The invention relates to a method for solving the problem of short-distance false alarm caused by filtering a far target in a pulse compression radar, and belongs to the field of pulse system radar signal processing. The invention finds out the interference pulse by detecting the pulse amplitude and the pulse width after the digital down-conversion, and inhibits the interference pulse, thereby solving the problem of false alarm generated in a short distance after the pulse compression. The method provided by the invention not only can solve the problem of false alarm generation in a short distance, but also is realized in an FPGA, the utilization rate of time resources is high, and the complexity of subsequent signal processing is not increased.

Description

Short-distance false alarm eliminating method for long-short pulse combined pulse compression radar

Technical Field

The invention relates to a solution of a false alarm problem caused by short distance after long pulse echo filtering of a far target in a pulse compression radar, and belongs to the field of pulse system radar signal processing.

Background

The traditional pulse system radar has irreconcilable contradiction on detection distance and distance resolution, and the pulse compression technology well solves the contradiction, so that the radar not only can have the transmitting power of long pulse, but also can obtain the distance resolution of short pulse. In order to solve the problem of short-distance shielding in searching, the early pulse system radar usually transmits a short pulse at a transmitting end first and performs signal acquisition on a short-distance section; then, a long pulse is transmitted, and signal acquisition is carried out on a long-distance segment, wherein the time sequence is shown in figure 1. Obviously, this operation is very wasteful of time resources. Therefore, the radar mostly adopts the working mode as shown in fig. 2, a long pulse is transmitted first, and then a short pulse is transmitted, and two sampling gates start to acquire signals at the same time.
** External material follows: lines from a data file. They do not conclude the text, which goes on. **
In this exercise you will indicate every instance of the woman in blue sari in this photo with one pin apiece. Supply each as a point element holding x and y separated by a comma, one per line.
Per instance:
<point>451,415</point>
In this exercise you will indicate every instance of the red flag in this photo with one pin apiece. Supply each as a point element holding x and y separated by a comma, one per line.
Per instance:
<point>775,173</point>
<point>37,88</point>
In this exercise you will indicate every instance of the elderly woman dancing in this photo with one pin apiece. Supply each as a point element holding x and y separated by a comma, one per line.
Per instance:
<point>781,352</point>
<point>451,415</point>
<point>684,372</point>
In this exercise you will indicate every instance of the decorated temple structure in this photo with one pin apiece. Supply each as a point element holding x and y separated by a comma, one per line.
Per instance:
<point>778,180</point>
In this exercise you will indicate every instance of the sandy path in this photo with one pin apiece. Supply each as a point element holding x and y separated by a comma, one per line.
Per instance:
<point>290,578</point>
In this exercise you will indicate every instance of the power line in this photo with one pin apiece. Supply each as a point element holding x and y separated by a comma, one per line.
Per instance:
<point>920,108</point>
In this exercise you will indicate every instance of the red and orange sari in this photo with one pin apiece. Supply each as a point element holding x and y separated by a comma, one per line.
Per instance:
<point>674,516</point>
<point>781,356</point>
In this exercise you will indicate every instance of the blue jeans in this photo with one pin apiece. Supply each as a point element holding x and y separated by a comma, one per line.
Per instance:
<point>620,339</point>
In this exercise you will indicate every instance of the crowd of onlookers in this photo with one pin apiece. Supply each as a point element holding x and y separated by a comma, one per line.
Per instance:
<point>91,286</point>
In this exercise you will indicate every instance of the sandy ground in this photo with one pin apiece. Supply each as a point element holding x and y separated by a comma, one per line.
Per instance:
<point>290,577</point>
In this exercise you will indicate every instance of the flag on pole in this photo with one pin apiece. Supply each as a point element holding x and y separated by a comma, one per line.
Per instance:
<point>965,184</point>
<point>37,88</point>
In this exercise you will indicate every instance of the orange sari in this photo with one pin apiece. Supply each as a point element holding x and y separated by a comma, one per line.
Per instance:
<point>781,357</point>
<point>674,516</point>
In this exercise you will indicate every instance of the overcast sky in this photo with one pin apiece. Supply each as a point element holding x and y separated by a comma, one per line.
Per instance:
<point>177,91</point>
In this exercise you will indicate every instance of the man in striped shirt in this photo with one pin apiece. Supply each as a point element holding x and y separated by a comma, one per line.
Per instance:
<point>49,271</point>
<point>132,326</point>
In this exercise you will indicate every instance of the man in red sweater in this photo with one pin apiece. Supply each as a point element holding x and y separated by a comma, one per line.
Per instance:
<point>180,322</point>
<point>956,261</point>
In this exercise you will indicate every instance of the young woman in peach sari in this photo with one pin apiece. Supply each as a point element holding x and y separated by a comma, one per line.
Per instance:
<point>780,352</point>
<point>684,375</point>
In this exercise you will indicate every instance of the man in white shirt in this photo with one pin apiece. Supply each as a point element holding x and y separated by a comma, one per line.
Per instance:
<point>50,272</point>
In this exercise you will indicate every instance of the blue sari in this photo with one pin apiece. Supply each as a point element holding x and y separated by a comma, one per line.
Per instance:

After the operation mode shown in fig. 2 is adopted, in order to distinguish the long pulse from the short pulse and avoid the mutual interference between the long pulse and the short pulse, a method of modulating the long pulse and the short pulse to different frequencies and distinguishing the long pulse from the short pulse on a frequency spectrum is adopted at a transmitting end; two groups of filters are arranged at a receiving end, different mixing frequencies are generated by arranging an NCO numerically-controlled oscillator, and filtering processing is respectively carried out on the two filters, as shown in FIG. 3.

However, in practice, the filter cannot completely filter out the out-of-band pulse signals, because the pulse signals contain abundant frequencies in the process of existence or existence, and the frequencies in the pass band of the filter are necessary. Therefore, a very narrow and weak sine-like interference pulse appears in the filtered time domain, as shown in fig. 4.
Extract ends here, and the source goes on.